Ingredients for - Chicken Parm Crunchwrap

1. 4 large flour tortillas
2. 12 oz. fresh or frozen breaded chicken
3. 1 c. marinara
4. 3 c. shredded mozzarella
5. 1 c. freshly grated Parmesan, plus more for sprinkling
6. 3/4 c. chopped cherry tomatoes
7. 1/2 c. torn basil leaves
8. 2 tbsp. extra-virgin olive oil

How to cook deliciously - Chicken Parm Crunchwrap

1 . Stage

Spread a thin layer of marinara onto each flour tortilla. Top with chicken, mozzarella, Parmesan, cherry tomatoes and basil.

2 . Stage

Tightly fold the edges of the large tortilla towards the center, creating pleats.

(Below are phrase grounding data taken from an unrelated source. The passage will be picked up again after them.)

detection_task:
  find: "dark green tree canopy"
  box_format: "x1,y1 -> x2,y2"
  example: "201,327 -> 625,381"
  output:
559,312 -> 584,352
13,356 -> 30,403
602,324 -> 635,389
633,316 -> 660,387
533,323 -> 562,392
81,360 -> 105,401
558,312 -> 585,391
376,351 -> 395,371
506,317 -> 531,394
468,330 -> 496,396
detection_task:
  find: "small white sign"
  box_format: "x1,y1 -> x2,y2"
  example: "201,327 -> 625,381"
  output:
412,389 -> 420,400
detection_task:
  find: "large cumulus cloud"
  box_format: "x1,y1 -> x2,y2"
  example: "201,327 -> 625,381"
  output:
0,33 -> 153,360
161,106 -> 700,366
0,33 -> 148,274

After wrapping, quickly invert crunchwraps so the pleats are on the bottom and they stay together. In a medium nonstick skillet, heat a very thin layer of olive oil over medium-high heat.

3 . Stage

Add one crunchwrap, pleated side down, and cook until golden, about 3 minutes. Flip crunchwrap and cook until golden on the other side, about 3 minutes more.

4 . Stage

Remove from heat and repeat with remaining crunchwrap, adding more olive oil to the pan when necessary.

5 . Stage

Sprinkle more Parmesan on top, if desired, then slice into wedges. Serve warm.